This way of thinking keeps students from asking for help. They fear it will make them a burden and show they’re incapable of independence—the ultimate failure.

Eventually, this fear of inadequacy paralyzes students and leaves them struggling silently. These emotions become all-consuming and manifest as academic burnout.

Even though we avoid asking for help to look intelligent, ironically, not asking results in poorer academic performance. It fosters a negative association with schoolwork that leaves students frustrated, exhausted, and unable to complete tasks.

Therefore, students who feel overwhelmed, whether it be related to their academics or personal life, should reach out for help.

Off-campus, students can reach out to loved ones who make them feel safe for emotional and moral support. For those seeking help outside their inner circle, the Government of Canada’s Mental Health page has various resources and hotlines that provide aids for specific situations.

On-campus, students can reach out to their TAs or professors about specific questions or concerns relating to a class. We shouldn’t be afraid to ask questions about assignments or class concepts; doing so improves understanding of the material and may help others in the class, too.

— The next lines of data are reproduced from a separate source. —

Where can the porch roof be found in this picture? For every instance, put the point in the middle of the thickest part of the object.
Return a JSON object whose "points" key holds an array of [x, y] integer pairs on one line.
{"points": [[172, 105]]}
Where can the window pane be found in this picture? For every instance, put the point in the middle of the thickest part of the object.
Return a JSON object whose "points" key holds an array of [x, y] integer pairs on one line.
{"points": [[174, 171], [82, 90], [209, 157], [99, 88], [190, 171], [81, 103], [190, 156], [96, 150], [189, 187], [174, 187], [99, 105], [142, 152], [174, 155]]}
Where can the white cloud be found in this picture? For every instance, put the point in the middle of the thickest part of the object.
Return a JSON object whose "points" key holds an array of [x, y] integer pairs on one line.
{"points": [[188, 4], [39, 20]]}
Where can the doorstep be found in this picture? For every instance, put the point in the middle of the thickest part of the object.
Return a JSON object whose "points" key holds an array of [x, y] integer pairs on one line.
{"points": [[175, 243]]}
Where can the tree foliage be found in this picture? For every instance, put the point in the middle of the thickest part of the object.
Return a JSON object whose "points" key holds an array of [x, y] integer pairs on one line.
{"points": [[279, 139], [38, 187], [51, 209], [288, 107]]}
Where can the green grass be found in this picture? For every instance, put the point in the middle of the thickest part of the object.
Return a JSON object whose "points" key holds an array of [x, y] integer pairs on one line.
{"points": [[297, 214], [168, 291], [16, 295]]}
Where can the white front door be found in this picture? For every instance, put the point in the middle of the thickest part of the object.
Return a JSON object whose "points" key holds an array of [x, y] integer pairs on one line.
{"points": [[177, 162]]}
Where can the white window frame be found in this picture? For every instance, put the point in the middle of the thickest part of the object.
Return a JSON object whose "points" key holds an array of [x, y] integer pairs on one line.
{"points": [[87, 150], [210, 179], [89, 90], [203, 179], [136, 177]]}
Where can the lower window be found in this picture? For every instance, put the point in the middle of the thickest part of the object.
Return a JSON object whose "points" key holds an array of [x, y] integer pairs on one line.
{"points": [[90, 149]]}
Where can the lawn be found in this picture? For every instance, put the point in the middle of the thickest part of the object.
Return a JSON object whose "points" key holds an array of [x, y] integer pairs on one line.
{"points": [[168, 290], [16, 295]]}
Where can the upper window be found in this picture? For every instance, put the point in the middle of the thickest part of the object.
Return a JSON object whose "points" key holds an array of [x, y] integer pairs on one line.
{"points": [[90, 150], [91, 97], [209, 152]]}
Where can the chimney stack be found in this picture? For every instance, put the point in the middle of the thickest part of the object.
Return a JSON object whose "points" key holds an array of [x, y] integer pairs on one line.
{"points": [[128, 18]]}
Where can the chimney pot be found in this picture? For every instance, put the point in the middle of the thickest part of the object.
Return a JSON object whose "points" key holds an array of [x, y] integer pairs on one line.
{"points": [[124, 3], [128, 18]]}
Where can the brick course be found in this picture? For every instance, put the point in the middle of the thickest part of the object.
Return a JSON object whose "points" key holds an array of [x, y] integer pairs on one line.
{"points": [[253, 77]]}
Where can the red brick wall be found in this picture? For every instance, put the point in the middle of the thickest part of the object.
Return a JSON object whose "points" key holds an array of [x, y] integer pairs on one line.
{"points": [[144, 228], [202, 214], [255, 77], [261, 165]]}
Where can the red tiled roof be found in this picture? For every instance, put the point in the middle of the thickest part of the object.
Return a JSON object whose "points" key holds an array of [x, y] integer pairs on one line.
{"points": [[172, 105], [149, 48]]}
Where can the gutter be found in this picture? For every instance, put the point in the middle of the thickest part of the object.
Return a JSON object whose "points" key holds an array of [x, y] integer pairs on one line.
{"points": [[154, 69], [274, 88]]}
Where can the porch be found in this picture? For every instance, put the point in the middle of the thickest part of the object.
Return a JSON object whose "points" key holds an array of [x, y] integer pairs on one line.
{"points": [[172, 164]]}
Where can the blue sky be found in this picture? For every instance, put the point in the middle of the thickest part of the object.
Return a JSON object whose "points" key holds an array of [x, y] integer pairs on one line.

Queen’s also offers various academic and health services.

To find more information about these support systems, students can visit the Campus & Community Support Resources page on the Queen’s website. However, even though Queen’s has these resources available, many students don’t know they exist. 

The University should focus on making it easy for students to access the help that’s available.

Brief classroom presentations about the various ways students can ask for help at the beginning of each semester might increase awareness of campus resources. That way, students are more likely to feel the institution cares about their wellbeing.

Although it may be nerve-racking, asking for help shows resilience—a trait that nurtures success. So next time you feel overwhelmed, take a breath, evaluate your options, and seek support.

Let’s remember asking for help is not a sign of weakness—being afraid to is.

Mikayla Wilson is a third-year Concurrent Education student and one of The Journal’s Copy Editors.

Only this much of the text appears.